His life with Zelda indicated a constant need for drama, or farce. As Meyers says, their public performances were like ``the Marx brothers at a debutantes' cotillion.'' But the slapstick comedy was finally pathetic and, in terms of Scott's wasted talent, tragic. The drunken brawls, the rude behavior at parties, the sophomoric jokes, the habitual self-humiliations were a desperate attempt to live up to the glamorous legend they had created for themselves. Hemingway said that bullfights were sedatives compared to a weekend with the Fitzgeralds.
Fitzgerald once commented that there were no second acts in American literature. He lived a life that made that statement a self-fulfilling prophecy. To Meyers' credit, he makes it clear that Fitzgerald was a loyal friend, a responsible provider for his family, an artist who was not threatened by the talent of others.
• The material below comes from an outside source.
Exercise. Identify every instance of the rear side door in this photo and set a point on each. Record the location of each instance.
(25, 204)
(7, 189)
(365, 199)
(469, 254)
Basically he was a moralist (despite a number of affairs), and he had a capacity for guilt and understanding that matched Hemingway's talent for jealousy and revenge.
Scott Fitzgerald: A Biography is compelling reading, lucid and carefully researched, but the book does not tell us much that Arthur Mizener didn't in his revised biography in 1965. And when Meyers does tell us more - suggestions about Fitzgerald's foot obsession or Zelda's repressed lesbianism or instances of sodomy - I'm not certain it adds much to the picture of the man.
A biography should get at the heart of its subject, and the heart is not necessarily found in guessing about what is in the shadows. The heart is found in the words and actions. Most of the time Meyers stays out of the shadows and remains in the sad, cruel light of the facts of Fitzgerald's life. In that blazing reality there is a twice-told tale that is tragic but certainly worth hearing.